Vice President JD Vance's comments about his wife's religion raised questions about their relationship, but a columnist suggested the second lady might have doubts of her own.
The vice president expressed hopes that his wife Usha Vance, who was raised in a Hindu family, would convert to Christianity, and The Guardian's Arwa Mahdawi analyzed what those remarks mean about the couple.
"Usha Vance is a very clever woman with terrible taste in men," Mahdawi wrote. "The Yale and Cambridge-educated lawyer quit her job at a prestigious DC firm the same day her husband was picked to be Donald Trump’s running mate. She trailed after him on the campaign trail, smiling for the cameras. A former Democrat, she aligned herself with Trump, a man her husband once called 'America’s Hitler.'"

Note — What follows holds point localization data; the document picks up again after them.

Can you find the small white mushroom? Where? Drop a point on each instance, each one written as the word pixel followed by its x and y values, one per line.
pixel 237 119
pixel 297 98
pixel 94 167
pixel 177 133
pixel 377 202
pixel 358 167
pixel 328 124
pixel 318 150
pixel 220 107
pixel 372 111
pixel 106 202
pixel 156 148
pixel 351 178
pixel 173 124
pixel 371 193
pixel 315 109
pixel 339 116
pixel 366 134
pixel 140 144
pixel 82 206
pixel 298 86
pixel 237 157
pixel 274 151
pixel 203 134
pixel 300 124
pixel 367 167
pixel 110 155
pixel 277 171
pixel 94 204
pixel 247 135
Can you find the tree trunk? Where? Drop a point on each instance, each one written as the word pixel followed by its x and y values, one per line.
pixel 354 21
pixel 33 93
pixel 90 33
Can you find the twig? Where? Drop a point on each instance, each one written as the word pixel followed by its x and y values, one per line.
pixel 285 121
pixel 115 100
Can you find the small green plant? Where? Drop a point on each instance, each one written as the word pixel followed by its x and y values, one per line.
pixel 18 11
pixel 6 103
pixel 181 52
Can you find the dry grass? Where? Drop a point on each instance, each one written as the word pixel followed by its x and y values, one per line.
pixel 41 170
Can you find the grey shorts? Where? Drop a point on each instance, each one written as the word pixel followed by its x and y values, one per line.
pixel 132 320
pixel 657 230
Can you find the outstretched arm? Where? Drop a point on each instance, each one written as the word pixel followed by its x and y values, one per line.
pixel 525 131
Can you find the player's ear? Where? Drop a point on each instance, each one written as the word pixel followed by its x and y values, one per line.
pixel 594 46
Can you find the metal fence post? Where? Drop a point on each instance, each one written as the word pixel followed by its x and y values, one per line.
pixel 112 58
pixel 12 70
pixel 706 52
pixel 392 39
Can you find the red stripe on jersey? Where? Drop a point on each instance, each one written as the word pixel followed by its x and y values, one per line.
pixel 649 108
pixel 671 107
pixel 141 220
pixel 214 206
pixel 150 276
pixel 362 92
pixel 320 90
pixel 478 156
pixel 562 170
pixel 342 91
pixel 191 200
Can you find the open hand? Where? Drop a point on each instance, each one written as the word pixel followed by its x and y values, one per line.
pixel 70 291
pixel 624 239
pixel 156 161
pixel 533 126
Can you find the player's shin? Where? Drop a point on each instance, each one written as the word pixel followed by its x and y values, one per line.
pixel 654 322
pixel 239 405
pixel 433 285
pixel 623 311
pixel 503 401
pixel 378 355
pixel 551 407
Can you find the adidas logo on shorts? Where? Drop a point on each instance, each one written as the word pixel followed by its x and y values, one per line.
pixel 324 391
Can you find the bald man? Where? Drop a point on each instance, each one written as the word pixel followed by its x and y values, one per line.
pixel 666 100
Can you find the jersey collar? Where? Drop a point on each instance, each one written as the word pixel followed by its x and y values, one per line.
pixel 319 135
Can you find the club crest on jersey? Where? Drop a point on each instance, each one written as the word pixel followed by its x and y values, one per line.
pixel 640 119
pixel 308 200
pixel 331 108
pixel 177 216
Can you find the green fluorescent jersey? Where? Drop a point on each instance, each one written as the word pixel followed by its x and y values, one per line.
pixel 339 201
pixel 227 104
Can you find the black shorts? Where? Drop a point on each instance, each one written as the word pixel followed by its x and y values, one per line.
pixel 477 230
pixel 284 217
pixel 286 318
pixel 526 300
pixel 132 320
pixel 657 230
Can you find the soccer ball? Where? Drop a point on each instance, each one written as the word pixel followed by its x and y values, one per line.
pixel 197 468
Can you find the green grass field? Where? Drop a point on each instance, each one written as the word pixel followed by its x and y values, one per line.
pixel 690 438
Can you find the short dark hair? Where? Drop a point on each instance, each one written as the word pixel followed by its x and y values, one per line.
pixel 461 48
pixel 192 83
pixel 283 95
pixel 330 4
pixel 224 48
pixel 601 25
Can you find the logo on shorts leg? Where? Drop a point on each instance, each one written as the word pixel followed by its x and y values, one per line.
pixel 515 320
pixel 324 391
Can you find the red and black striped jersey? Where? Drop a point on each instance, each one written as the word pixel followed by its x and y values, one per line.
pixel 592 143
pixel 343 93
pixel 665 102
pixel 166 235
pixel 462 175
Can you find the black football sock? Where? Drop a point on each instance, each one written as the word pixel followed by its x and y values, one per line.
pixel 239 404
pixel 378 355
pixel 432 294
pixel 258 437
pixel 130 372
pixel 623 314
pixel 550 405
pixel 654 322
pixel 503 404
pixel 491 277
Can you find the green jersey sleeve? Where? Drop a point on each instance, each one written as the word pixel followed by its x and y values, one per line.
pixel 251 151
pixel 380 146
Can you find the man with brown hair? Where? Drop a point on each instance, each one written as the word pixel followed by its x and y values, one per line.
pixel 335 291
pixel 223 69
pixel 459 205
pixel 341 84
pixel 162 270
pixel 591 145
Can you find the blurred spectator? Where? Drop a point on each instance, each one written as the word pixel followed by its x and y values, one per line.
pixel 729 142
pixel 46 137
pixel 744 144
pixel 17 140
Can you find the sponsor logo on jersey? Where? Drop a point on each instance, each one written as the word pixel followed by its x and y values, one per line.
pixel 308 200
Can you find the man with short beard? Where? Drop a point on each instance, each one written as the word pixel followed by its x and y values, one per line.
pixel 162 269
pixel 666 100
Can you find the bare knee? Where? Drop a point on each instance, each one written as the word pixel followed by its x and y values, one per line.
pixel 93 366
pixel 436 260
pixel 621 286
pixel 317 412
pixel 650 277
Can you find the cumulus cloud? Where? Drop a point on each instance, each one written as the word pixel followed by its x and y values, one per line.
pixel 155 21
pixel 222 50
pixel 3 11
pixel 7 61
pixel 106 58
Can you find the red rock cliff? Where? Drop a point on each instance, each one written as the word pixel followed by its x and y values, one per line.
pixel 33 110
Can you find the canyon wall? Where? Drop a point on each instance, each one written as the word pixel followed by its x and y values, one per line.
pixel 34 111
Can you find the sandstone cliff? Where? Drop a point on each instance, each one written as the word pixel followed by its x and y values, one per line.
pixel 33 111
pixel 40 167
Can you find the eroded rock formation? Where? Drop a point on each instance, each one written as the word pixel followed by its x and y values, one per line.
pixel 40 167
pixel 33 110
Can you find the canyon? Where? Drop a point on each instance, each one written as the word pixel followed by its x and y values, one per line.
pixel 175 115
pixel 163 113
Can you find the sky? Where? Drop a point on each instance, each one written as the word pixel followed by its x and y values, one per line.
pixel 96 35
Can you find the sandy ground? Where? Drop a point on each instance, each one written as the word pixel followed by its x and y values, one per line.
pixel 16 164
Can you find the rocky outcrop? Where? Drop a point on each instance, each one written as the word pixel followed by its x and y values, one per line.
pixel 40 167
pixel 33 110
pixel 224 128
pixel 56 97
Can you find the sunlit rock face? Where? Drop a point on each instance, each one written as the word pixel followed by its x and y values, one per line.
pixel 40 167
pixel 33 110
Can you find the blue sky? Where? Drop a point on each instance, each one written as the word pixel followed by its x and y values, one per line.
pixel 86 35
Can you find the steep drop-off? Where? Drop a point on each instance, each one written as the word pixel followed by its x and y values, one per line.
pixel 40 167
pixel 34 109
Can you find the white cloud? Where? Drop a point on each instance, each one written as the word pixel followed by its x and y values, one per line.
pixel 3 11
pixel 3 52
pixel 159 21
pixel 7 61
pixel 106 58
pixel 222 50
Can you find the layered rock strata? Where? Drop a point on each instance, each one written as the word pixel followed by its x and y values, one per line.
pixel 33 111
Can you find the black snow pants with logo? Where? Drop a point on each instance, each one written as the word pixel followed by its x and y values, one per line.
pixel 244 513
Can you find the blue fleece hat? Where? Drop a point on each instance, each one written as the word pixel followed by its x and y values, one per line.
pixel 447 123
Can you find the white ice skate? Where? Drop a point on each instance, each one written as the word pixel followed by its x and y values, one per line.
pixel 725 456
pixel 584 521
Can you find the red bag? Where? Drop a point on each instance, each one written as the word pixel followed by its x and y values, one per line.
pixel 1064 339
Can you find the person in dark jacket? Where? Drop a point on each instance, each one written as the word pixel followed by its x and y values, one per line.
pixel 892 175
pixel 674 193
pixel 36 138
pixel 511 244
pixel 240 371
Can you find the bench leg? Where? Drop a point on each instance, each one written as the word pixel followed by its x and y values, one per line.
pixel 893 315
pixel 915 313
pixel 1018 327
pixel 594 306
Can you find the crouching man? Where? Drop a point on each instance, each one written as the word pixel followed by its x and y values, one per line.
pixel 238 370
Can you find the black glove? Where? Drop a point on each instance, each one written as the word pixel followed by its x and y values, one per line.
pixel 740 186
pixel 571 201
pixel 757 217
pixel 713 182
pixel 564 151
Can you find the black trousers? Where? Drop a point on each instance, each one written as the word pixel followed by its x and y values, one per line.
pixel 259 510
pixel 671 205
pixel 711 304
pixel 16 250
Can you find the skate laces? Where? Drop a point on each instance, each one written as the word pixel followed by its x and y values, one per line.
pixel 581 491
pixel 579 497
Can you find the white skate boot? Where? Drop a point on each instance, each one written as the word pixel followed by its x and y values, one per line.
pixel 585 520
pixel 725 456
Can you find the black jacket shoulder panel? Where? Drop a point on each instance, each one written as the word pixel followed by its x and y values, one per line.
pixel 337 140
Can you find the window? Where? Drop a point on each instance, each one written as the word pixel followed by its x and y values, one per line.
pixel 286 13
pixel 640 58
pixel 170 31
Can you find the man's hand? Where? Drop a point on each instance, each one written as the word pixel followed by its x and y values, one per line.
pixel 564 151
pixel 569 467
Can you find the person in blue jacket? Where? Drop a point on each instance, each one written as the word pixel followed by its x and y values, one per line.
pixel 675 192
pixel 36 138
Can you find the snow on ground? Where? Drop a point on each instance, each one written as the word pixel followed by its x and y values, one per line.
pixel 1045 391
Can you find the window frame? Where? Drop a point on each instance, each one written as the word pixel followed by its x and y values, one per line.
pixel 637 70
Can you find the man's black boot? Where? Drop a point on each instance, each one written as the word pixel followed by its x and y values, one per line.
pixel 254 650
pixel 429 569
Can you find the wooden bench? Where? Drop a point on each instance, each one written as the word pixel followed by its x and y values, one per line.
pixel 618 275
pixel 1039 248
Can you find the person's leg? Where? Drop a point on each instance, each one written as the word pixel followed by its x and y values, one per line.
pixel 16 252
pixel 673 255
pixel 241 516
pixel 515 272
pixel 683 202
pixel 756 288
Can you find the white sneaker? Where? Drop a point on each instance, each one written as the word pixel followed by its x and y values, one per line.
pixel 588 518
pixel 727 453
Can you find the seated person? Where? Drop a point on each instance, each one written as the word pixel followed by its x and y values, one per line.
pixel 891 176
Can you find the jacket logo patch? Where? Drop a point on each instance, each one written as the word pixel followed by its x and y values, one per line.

Her loyalty has earned the second lady a taxpayer-funded mansion and private jet trips around the globe, and while her husband has pushed back on what he calls "disgusting" racist attacks on his Indian-American wife, Mahdawi argued that Vance has not directly condemned the white supremacists who've lobbed them.
"You know what seems disgusting, JD: saying that you hope the woman you married in a Christian-Hindu ceremony abandons something apparently important to her," Mahdawi wrote.
But she argued that Usha Vance is no victim and has played a major role in her husband's political rise from "Hillbilly Elegy" memoirist to U.S. senator to one heartbeat away from the presidency.
"She’s just as implicated in America’s slide towards autocracy and embrace of bigotry as he is," Mahdawi wrote. "Still, you have to wonder if she has moments of doubt. Especially as she hasn’t fully Maga-fied herself yet: unlike many in Trump’s orbit, she hasn’t succumbed to the conspicuous cosmetic surgery known as Mar-a-Lago face."
The 39-year-old told a right-wing correspondent earlier this year that she didn't plan on dying her naturally graying hair, saying "people don't seem to care" what she looks like, but Mahdawi shamed her support for her husband's about-face on President Donald Trump.
"I’ll tell you what you look like to me, Usha: a woman happy to trade her dignity for power," she wrote.